We now combine the Talent and Luck curves (probability densities) and compare them to the observed distribution

Fig 6 – Actual batting averages vs a Theoretical distribution based on proposed luck and talent curves

Not a bad fit. Naturally, the Actual (blue) curve is noisy as there are only 300 players that meet the criteria for inclusion. There are fewer players with very high averages than the talent curve I’ve derived would indicate – implying the real talent curve drops off more steeply than mine.

Discussion

What use is knowing how talented players are (rather than just knowing how well they performed)?

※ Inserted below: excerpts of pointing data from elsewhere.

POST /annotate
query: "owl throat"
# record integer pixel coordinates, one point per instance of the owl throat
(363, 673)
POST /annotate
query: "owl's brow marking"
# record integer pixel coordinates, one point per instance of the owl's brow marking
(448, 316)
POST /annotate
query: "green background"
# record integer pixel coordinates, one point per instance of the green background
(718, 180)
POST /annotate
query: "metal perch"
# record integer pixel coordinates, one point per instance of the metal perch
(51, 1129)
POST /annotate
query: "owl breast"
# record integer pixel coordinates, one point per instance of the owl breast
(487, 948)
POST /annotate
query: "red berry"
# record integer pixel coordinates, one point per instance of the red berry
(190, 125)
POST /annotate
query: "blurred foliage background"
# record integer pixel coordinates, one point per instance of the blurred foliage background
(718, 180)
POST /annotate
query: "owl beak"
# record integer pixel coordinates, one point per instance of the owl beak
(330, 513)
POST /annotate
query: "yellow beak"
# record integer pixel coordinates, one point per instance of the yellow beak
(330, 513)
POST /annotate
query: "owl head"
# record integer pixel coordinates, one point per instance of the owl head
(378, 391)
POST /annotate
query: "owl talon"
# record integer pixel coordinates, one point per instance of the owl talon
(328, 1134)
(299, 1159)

In order to judge if a player has been unlucky or is unsuited to Test cricket, one needs to know the level of talent they need to have.

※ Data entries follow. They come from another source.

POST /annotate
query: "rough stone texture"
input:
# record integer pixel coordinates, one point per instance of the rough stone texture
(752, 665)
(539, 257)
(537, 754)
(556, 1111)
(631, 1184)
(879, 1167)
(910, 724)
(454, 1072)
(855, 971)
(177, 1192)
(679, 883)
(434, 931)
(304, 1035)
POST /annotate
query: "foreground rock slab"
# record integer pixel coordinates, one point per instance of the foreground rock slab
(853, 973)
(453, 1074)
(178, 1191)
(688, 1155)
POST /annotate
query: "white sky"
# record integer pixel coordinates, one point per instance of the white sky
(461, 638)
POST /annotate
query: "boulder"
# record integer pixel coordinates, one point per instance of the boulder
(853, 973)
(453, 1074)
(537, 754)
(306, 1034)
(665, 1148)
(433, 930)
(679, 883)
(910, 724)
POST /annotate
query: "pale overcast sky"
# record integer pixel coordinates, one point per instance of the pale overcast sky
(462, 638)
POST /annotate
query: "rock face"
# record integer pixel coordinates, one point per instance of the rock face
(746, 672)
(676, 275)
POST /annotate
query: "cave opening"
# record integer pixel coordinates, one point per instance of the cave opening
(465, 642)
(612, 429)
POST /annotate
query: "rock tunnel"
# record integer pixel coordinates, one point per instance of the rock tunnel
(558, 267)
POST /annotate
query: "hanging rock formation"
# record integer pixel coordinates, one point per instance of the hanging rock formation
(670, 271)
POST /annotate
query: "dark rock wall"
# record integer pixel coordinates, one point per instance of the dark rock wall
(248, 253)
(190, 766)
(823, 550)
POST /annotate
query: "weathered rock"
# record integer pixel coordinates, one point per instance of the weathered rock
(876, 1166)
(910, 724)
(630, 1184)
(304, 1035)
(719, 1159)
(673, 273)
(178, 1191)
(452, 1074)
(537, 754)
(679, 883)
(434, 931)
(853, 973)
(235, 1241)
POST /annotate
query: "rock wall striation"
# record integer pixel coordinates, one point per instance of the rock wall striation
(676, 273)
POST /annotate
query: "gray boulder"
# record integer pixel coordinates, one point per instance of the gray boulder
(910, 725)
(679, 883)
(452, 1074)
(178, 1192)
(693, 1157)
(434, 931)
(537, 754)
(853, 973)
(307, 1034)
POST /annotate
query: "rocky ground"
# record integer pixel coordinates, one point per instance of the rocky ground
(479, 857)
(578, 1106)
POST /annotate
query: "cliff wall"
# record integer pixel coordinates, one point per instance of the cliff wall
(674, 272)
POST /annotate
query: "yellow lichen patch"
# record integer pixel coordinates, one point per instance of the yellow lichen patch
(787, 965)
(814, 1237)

If you feel uneasy about the hand-waving approach I’ve applied here, then don’t worry – because so do I. Tinkering to make one curve look like another (noisy) curve is not the most rigorous analysis I’ve done. Just take away the message that luck plays a big role in averages, and we can’t yet use numbers to know how talented Test batsmen really are.

Further reading

Always worth seeing if someone has asked this question in baseball. Here’s analysis that finds batting ability would be normally distributed if you assume fielding is 30% of the value of a player. I can’t comment on baseball, but for cricket that figure is too high. Thus it’s an interesting technique, but not contradictory to my curves. If one could quantify the value of fielding (and/or other attributes) for top order batsman, then the approach in the linked piece could be replicated.

***

*Since 1970, batting in the top six, min 20 matches

Test cricket’s evolution and professionalism

Imagine a sport where only a handful of its best players participated full time. There would be an elite few head and shoulders above the rest, and a lot of weak players. That’s how the era of amateur cricket looks statistically.

Here I’ll demonstrate that the quantum leap in Test Cricket was the 1960s, with professionalism ensuring the brightest talent wasn’t lost to the game.

A 1950’s professional cricketer could earn twice what a manual labourer could.[1] A good wage, but sporting careers are short. There’s no way cricket was attracting all the talent that was out there. In 1963 British county cricket turned fully professional. I don’t know about the evolution in other countries, but it’s striking that in 1962 Richie Benaud was described as “a newspaper reporter by profession” when being recognised as one of Wisden’s Cricketers of the Year.

In the two decades after the Second World War, the depth of talent increased. We can see that in the distribution of batting averages:

Fig 1 – Top order Test averages. Min 10 Tests.

The 1960s distribution reflects a mature sport: lots of players of similar ability, a sprinkling of duffers, and few standing out from the crowd.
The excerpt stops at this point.